Brad Herman is chief supply officer at Videology, a video advertising technology company.
Perceived risk keeps most video publishers from selling to programmatic buyers. There’s the risk of driving down pricing, of jeopardizing direct-sales efforts and of devaluing premium inventory. But like any good risk-management strategy, diversity in sales channels actually reduces exposure to risk.
Programmatic is not synonymous with real-time bidding. It’s any data-driven, technology-enabled media transaction, including both guaranteed buying, a mainstay of brand advertisers, as well as buying using RTB. The guaranteed sales, with rates and volume negotiated upfront, are generally better understood and more favorably received by publishers than its less predictable, biddable cousin. But RTB plays a huge role in the programmatic ecosystem, even within the premium, relatively limited realm of video, and publishers who don’t embrace it may be leaving dollars on the table.
Viewership waves can be unpredictable. Given that the average lifespan of a digital impression is measured in milliseconds, the time to lay the pipes in the event of a sudden windfall — or shortfall — is well before it ever occurs. Anything from the latest viral cat video to the most recent celebrity misstep to something as serious as Hurricane Sandy can bring a wave of unexpected viewership. But that windfall is only as valuable as a publisher’s pre-designed plan to turn those unexpected eyeballs into dollars.
As such, it’s time to stop thinking in terms of either/or sales strategies. It’s not about direct or programmatic. It’s not about premium or remnant.
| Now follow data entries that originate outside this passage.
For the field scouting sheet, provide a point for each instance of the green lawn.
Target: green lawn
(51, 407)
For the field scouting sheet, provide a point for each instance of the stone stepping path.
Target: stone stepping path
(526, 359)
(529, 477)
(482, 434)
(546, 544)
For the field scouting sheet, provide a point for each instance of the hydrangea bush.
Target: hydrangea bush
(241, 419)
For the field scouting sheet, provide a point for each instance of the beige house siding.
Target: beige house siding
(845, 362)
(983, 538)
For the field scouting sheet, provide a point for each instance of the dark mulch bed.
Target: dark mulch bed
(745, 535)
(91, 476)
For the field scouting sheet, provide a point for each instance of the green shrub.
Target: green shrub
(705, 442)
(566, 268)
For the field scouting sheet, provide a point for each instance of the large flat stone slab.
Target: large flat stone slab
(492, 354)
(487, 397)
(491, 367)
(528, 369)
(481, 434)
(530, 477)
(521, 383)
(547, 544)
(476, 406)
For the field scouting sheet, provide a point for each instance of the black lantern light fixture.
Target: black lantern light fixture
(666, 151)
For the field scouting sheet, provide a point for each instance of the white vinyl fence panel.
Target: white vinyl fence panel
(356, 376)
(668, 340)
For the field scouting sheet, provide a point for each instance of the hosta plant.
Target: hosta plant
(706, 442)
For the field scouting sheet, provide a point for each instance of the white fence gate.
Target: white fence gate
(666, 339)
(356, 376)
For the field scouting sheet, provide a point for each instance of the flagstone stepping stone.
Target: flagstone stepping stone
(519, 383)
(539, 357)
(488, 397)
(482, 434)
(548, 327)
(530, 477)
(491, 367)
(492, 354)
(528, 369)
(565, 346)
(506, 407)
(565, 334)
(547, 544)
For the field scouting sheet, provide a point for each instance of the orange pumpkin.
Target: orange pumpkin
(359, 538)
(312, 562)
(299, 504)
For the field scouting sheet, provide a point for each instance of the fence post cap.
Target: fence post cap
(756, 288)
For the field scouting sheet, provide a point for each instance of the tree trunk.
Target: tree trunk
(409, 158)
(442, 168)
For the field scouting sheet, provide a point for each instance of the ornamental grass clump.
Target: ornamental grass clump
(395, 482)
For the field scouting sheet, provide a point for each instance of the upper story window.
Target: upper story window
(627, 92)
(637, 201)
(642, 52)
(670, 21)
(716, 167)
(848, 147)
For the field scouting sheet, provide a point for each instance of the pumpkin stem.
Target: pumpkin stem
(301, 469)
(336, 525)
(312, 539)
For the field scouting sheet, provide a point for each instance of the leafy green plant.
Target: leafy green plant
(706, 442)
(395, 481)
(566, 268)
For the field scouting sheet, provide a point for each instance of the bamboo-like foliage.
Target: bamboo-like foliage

Ideally, it’s an optimized, holistic blend of both direct- and programmatic-sales protocols, encompassing private exchanges, public exchanges, third-party demand platforms and RTB platforms. The right mix will vary by publisher, and each publisher’s mix will vary by season, by week and possibly even by minute. And in the best of all possible worlds, inventory yield optimization tools will holistically evaluate a publisher’s inventory, wherever it lives and in whatever form, and determine the optimal mix of demand sources.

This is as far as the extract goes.